# The best Instinctual variants' description ever



## Chesire Tower (Jan 19, 2013)

https://oceanmoonshine9.wordpress.com/intro-to-instinctual-subtypes/



> Intro to Instinctual Subtypes
> 
> 
> *Introduction to Instinctual Subtypes*
> ...


----------



## ruskiix (Sep 28, 2013)

That's pretty much exactly how I've always described the social last part of my personality, since way before I knew enneagram was a thing. I just truly don't understand the point. I mean rationally I understand it, but I have zero inclination to cultivate an identity in a group. Sometimes it sounds interesting and appealing, but I can't be bothered to actually do any of the work involved to make it happen. It's tedious, and I don't get enough out of the results. I try to make myself occasionally for the sake of having a support network but by "occasionally" I mean like, a few times a year, I realize I only have a few close friends, and that's a liability. I tried to make myself start blogging so I could maintain a larger social circle, but just ended up writing journal pieces and never cleaning them up into something to present publicly.

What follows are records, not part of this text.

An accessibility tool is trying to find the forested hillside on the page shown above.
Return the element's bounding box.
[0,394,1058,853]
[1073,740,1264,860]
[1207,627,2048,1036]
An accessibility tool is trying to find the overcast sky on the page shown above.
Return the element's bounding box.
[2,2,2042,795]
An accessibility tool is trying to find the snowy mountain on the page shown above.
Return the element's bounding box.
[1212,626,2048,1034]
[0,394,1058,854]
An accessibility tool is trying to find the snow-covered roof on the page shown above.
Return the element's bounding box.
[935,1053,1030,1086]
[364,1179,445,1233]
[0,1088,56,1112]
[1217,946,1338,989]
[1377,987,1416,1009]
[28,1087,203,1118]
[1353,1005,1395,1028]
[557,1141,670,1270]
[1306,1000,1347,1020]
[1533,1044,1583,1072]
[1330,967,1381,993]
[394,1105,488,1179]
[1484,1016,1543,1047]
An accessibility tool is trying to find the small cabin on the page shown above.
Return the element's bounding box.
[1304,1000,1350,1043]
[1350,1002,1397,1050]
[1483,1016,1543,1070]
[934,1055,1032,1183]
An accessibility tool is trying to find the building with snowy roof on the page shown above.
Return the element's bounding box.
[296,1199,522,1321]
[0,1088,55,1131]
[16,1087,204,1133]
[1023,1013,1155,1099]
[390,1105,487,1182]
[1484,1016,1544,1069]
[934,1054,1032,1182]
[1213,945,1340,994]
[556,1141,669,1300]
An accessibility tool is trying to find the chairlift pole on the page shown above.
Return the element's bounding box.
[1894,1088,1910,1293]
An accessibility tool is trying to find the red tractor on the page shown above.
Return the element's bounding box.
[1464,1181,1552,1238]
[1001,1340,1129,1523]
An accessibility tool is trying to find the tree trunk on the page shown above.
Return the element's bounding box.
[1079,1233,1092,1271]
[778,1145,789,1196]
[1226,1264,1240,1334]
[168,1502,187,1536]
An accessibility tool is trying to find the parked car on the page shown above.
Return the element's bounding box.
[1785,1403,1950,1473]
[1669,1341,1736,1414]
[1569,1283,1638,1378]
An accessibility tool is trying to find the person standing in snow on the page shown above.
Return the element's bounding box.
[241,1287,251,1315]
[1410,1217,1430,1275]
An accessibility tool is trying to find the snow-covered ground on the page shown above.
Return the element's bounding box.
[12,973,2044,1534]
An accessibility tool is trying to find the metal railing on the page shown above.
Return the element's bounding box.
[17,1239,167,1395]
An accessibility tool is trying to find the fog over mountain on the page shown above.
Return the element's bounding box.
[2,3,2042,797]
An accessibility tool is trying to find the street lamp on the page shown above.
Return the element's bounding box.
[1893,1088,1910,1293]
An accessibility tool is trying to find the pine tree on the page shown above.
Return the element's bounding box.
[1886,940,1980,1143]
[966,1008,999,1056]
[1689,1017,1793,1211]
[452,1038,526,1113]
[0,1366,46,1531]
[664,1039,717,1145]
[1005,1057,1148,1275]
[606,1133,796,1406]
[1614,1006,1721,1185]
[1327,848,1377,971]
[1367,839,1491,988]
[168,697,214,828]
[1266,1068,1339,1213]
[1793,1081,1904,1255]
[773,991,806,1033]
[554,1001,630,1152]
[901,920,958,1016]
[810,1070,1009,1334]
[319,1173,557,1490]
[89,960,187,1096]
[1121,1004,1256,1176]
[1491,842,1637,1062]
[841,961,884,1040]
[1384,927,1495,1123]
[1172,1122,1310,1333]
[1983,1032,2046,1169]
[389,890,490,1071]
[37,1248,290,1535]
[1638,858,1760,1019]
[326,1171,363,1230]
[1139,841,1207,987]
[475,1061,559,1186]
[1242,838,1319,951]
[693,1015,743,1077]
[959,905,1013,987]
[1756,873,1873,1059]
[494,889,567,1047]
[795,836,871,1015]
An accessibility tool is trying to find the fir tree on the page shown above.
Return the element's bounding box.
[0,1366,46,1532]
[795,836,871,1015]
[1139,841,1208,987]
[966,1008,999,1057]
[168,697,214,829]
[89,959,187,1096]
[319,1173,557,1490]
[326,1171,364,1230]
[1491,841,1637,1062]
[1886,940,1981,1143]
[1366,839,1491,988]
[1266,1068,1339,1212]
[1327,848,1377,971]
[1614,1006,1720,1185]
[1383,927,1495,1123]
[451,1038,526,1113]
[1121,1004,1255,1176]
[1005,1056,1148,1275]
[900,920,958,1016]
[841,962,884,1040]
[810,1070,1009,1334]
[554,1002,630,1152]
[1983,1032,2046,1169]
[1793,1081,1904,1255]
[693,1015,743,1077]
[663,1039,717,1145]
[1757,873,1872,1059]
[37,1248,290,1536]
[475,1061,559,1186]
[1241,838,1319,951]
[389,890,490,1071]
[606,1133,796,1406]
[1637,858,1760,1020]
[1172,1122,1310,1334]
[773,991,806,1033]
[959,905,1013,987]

I don't understand sx last people, at all. They're bizarre to me--they feel broken when they can't let me in. Like, I have trouble understanding that that IS their idea of "letting me in," and it's just really different from mine. But I can't really understand how it could be so .. watered down. How could anyone not want that intensity? 

I like this description of sx. I've wondered some (and had others wonder) if I'm actually sp/sx, but I can't manage to care that much about any of the self-pres areas of life. I went over 9 years with narcolepsy so severe I couldn't handle classes or work, couldn't maintain my apartment or myself (my apartment got so bad I had to move back in with family), could barely socialize even with the people I wanted to just through texting. And still, even at my worst with no meds, if I went to the doctor and explained I was functioning so poorly that brushing my teeth once a week was a triumph (literally--and once a week was a good week, despite the fact that I'm very vain), if the doctor dismissed me as being fine, I'd basically say "okay" and go home, curl back up in bed, and spend another month in a half-asleep stupor, spending what energy I did have on texting the few people I was into at the time, or getting lost in a video game. But, in that state, if a friend suddenly needed me? I'd stay up for two days straight and work my ass off to do whatever they needed--I'd spend a week straight in bed for it after, and probably get sick or something from pushing myself too hard, but I wouldn't think twice.


----------